Stray cats survive on their own and scavenge the surrounding areas for food to survive. Their exploitation to investigate the prevalence of ectoparasites can be of great medical importance for humans as they harbour a variety of zoonotic pathogens. Therefore, a survey of ectoparasites on stray cats was carried out from November 2017 to March 2018 around the Town of Knowledge to determine the prevalence of ectoparasites in stray cats and their potential to threaten the public health by infesting stray cats around Kota Samarahan, Sarawak, Malaysian Borneo. A total of 150 individuals of stray cats have been examined for ectoparasites. Of these hosts, 113 individuals (75.3%) of the stray cats were infested by at least one species of ectoparasites. There were nine species of ectoparasites belonging to four groups (louse, flea, mite, and tick).
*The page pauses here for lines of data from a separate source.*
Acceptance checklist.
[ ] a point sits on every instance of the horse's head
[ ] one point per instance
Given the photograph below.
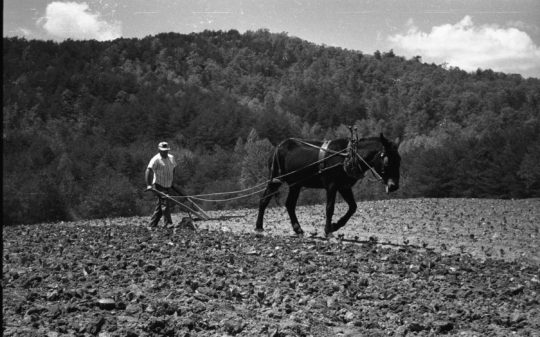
(387, 164)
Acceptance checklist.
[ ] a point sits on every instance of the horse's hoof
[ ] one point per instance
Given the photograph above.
(330, 229)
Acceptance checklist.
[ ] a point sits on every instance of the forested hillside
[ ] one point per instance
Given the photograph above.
(81, 119)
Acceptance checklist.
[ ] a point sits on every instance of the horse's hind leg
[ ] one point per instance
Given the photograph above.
(292, 198)
(270, 191)
(348, 196)
(330, 204)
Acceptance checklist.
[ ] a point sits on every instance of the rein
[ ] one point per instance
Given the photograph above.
(347, 152)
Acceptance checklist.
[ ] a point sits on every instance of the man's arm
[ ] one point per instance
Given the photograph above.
(149, 177)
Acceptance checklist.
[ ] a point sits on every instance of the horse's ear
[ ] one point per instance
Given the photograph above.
(384, 141)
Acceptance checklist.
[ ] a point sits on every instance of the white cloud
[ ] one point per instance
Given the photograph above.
(470, 47)
(75, 21)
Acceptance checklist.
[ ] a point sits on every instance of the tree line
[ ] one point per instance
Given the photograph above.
(81, 119)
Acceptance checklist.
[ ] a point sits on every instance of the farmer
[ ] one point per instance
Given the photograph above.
(159, 175)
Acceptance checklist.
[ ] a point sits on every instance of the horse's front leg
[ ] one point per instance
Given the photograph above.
(348, 196)
(330, 203)
(270, 191)
(292, 198)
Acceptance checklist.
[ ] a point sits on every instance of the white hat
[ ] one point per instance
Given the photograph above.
(164, 146)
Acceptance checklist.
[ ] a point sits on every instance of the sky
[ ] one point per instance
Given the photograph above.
(502, 35)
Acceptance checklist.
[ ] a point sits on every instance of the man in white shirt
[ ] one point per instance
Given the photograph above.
(159, 175)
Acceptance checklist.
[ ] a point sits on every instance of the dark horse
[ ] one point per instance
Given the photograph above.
(335, 166)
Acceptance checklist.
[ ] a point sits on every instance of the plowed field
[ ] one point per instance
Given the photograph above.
(417, 267)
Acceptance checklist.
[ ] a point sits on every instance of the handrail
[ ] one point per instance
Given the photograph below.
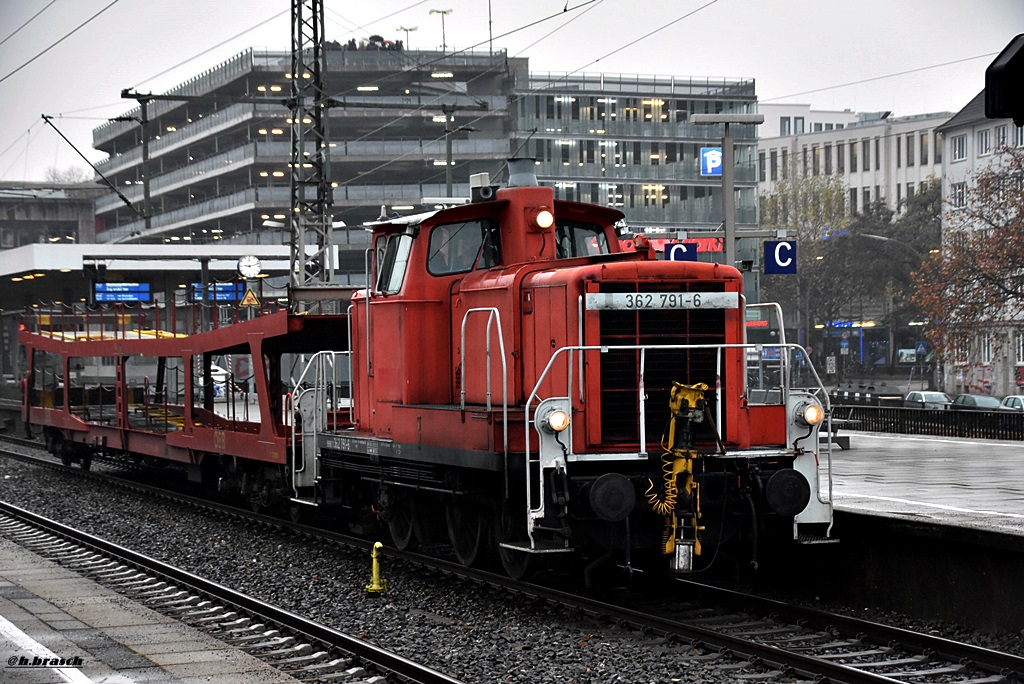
(572, 349)
(494, 315)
Louse (Felicola subrostratus, 44.7%) is the most frequent species of ectoparasite infesting the hosts in this area, followed by flea species, namely, Ctenocephalides felis (18.7%) and Ctenocephalides felis orientis (16.0%). Lynxacarus radovskyi (24.0%), Otodectes cynotis (0.7%), mite sp. 1 (0.7%), and mite sp. 2 (0.7%) constitute the four most common species of mites. Haemaphysalis sp. 1 (0.7%) and Haemaphysalis sp. 2 (0.7%) are the ticks discovered in this area. The result of this study highlights the importance of managing stray cats and controlling their population to minimize the number of individuals that can serve as ectoparasites hosts.